Transitive Schreier graphs

This question was somehow solved in https://arxiv.org/pdf/1505.03433.pdf

Proposition A Schreier graph $\mathrm{Schr}(G,H;S)$ is transitive if and only if H is length-isomorphic to all of its conjugate. That is: for every $g\in G$ there exists a group isomorphisms $\alpha_G\colon H\to g^{-1}Hg$ that preserves length: $|\alpha_G(h)|_S=|h|_S$ for every $h\in H$.

Observe that $\alpha_g$ is defined on $H$ only, not on $G$.

The above characterisation might seem silly and just an easy rewriting of what transitivity means for a Schreier graph. In some sense it is, however it can still be used to obtain some informations. A few words about that below.

Dependence to the generating set

It is well-known (and easy to prove) that if $H$ is a normal subgroup of $G$, then all of its Schreier graphs are transitive. The converse is true and is in fact witnessed by small symmetric generating sets:

Proposition If $\mathrm{Schr}(G,H;S)$ is transitive for all generating sets of size no more than $\mathrm{rank}$, then $H$ is a normal subgroup of $G$.

The above result shows that for non-normal subgroups, transitivity of the Schreier graph depends highly on the generating set. This is easily seen on finite groups, where every subgroup $H$ will have a transitive Schreier graph for $S=G\setminus\{1\}$. (In fact this is true for a general $G$, with the caveat that $S$ won't be finite in general)

A strengthening of normality

In view of the above, let us say that a subgroup $H$ of $G$ is length-transitive if there exists a generating set of size no more than $\mathrm{rank}(G)+1$ such that $\mathrm{Schr}(G,H;S)$ is transitive. One can show that the intersection of two length-transitive subgroups is itself length-transitive. This naturally lead to

Definition A non-trivial group $G$ is strongly simple if its only length transitive subgroups are $\{1\}$ and $G$ itself.

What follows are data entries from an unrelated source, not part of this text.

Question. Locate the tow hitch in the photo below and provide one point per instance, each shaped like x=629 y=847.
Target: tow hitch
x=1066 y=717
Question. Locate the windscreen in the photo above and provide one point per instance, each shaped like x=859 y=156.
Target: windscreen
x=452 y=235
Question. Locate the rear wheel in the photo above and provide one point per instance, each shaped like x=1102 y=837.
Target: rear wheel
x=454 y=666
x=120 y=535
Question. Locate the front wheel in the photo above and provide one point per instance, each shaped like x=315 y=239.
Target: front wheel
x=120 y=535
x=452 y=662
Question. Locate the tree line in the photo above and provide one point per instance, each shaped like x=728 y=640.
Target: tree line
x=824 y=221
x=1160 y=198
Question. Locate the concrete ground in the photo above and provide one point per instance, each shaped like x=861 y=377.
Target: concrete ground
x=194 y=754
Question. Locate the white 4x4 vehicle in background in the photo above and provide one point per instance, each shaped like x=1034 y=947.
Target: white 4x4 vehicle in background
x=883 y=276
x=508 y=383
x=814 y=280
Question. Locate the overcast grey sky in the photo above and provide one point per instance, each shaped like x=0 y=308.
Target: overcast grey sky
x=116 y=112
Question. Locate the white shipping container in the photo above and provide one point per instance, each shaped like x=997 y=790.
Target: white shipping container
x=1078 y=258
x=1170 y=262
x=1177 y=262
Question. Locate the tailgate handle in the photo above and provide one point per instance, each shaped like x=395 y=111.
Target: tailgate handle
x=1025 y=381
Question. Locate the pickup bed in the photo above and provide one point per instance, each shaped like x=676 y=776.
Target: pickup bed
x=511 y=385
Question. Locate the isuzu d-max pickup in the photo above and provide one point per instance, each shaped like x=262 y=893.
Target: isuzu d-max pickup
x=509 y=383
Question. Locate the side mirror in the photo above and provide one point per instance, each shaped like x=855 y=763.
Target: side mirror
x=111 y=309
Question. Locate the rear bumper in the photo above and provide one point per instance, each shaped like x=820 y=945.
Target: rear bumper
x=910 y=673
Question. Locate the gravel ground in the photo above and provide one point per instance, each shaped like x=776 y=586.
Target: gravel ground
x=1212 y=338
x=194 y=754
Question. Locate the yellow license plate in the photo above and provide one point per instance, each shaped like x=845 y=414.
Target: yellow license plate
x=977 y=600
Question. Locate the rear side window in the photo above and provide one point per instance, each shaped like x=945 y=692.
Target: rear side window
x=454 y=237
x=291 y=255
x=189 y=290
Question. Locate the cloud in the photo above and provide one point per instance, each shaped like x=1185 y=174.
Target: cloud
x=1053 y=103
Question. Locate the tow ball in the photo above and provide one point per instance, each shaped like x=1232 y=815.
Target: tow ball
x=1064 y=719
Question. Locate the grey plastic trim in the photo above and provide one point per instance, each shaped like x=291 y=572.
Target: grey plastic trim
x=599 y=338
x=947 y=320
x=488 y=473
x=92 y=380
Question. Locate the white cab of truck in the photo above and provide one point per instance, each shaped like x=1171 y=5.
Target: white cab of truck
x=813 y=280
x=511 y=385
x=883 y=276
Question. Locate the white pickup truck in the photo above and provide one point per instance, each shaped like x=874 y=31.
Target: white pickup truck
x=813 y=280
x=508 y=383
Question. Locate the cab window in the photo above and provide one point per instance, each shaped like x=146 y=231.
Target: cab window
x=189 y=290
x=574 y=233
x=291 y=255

It follows from the definition that cyclic groups of prime order are strongly simple and that strongly simple groups are simple. These implications are stricts as demonstrated by

Proposition For odd $n\geq 7$, the alternating group $A_n$ is simple but not strongly simple.

Proposition Tarski monsters are strongly simple (in fact, their Schreier graphs are not even quasi-transitive, and this for every finite symmetric generating set).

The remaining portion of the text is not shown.